Lemoine went to the Washington Post with allegations that one of the company's artificial intelligence projects had gainedience. A language model for dialogue applications, known as LaMDA, was publicly unveiled by Google last year as a means to better mimic open-ended conversation. Lemoine was questioning if LaMDA had a soul. In case there's any doubt, he went on to say that he believes that LaMDA is a person.

Lemoine was put on administrative leave after making these statements. In statements to the Washington Post, both before and after, the search engine giant has insisted that its artificial intelligence is not sentient.

The research community spoke against Lemoine's claims. Margaret Mitchell, who was fired from Google after calling out the lack of diversity within the organization, wrote on social media that systems like LaMDA don't develop intent, they instead aremodeling how people express their intentions in text strings. Gary Marcus referred to Lemoine's claims as nonsense.

The following statement was shared by the search engine company.

As we share in our AI Principles, we take the development of AI very seriously and remain committed to responsible innovation. LaMDA has been through 11 distinct reviews, and we published a research paper earlier this year detailing the work that goes into its responsible development.
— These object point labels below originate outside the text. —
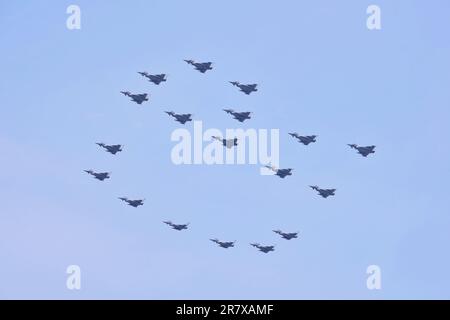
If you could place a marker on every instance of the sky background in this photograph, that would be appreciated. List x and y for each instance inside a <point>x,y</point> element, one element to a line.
<point>320,70</point>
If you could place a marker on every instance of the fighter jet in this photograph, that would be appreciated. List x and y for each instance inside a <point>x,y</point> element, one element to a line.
<point>181,118</point>
<point>178,227</point>
<point>230,143</point>
<point>224,245</point>
<point>261,248</point>
<point>200,66</point>
<point>155,78</point>
<point>99,175</point>
<point>287,236</point>
<point>138,98</point>
<point>282,173</point>
<point>325,193</point>
<point>239,116</point>
<point>113,149</point>
<point>133,203</point>
<point>304,139</point>
<point>246,88</point>
<point>364,151</point>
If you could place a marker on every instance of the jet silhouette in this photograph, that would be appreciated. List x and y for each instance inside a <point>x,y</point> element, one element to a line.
<point>245,88</point>
<point>200,66</point>
<point>364,151</point>
<point>138,98</point>
<point>239,116</point>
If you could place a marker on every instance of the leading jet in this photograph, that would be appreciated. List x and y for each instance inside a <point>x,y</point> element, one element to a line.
<point>224,245</point>
<point>200,66</point>
<point>245,88</point>
<point>325,193</point>
<point>282,173</point>
<point>99,175</point>
<point>261,248</point>
<point>178,227</point>
<point>113,149</point>
<point>138,97</point>
<point>181,118</point>
<point>364,151</point>
<point>133,203</point>
<point>287,236</point>
<point>304,139</point>
<point>155,78</point>
<point>229,143</point>
<point>239,116</point>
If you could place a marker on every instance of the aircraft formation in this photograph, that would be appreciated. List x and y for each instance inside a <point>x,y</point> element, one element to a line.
<point>241,116</point>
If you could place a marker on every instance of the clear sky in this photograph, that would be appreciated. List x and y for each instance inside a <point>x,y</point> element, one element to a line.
<point>320,70</point>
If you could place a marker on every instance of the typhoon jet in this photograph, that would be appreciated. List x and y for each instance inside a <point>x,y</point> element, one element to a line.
<point>99,175</point>
<point>245,88</point>
<point>113,149</point>
<point>261,248</point>
<point>239,116</point>
<point>138,97</point>
<point>181,118</point>
<point>304,139</point>
<point>364,151</point>
<point>324,193</point>
<point>287,236</point>
<point>200,66</point>
<point>282,173</point>
<point>225,244</point>
<point>178,227</point>
<point>133,203</point>
<point>229,143</point>
<point>155,78</point>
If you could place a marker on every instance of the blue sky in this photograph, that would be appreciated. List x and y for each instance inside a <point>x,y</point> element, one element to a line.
<point>320,70</point>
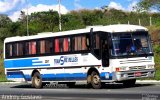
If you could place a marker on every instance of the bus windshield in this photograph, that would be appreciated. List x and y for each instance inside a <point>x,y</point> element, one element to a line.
<point>136,43</point>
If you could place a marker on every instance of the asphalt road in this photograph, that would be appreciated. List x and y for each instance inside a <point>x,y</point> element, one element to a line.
<point>62,92</point>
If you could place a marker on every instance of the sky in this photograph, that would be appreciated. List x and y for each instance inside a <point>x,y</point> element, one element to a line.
<point>12,8</point>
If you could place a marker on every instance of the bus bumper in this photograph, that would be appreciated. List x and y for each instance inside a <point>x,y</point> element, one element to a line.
<point>126,75</point>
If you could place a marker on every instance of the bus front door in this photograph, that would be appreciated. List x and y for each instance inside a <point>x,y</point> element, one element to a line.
<point>104,52</point>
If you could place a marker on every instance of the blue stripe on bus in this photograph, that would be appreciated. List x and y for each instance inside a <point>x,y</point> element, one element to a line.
<point>37,61</point>
<point>23,63</point>
<point>57,77</point>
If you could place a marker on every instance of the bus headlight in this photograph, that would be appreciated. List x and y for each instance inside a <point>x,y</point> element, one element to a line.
<point>150,66</point>
<point>121,69</point>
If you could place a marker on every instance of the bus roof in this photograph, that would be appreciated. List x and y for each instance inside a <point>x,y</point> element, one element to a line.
<point>109,28</point>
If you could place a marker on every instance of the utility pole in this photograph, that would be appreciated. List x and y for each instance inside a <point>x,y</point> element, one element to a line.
<point>27,20</point>
<point>60,26</point>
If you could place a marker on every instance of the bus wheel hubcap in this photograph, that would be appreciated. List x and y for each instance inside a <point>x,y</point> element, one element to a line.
<point>95,79</point>
<point>37,81</point>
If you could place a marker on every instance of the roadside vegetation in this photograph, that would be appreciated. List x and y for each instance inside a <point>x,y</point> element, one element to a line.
<point>48,21</point>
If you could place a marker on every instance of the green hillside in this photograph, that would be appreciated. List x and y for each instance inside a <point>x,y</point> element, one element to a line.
<point>49,21</point>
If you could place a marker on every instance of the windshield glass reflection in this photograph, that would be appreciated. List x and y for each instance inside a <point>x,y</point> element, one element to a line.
<point>130,44</point>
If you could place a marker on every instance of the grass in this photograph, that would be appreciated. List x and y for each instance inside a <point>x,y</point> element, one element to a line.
<point>157,66</point>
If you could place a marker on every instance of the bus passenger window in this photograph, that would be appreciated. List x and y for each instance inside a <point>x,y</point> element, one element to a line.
<point>84,42</point>
<point>48,46</point>
<point>32,48</point>
<point>66,45</point>
<point>56,45</point>
<point>8,50</point>
<point>42,46</point>
<point>15,49</point>
<point>20,49</point>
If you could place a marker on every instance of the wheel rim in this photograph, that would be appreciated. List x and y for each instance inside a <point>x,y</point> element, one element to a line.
<point>37,81</point>
<point>96,79</point>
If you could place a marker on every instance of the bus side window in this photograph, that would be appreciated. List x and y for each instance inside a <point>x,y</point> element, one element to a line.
<point>57,45</point>
<point>15,49</point>
<point>8,50</point>
<point>20,49</point>
<point>48,46</point>
<point>42,46</point>
<point>84,40</point>
<point>66,44</point>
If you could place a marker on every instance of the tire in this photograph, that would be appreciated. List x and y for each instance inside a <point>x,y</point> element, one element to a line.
<point>129,83</point>
<point>37,80</point>
<point>71,84</point>
<point>95,81</point>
If an employee shares concerns about our work, as Blake did, we review them extensively. We found Blake’s claims that LaMDA is sentient to be wholly unfounded and worked to clarify that with him for many months. These discussions were part of the open culture that helps us innovate responsibly. So, it’s regrettable that despite lengthy engagement on this topic, Blake still chose to persistently violate clear employment and data security policies that include the need to safeguard product information. We will continue our careful development of language models, and we wish Blake well.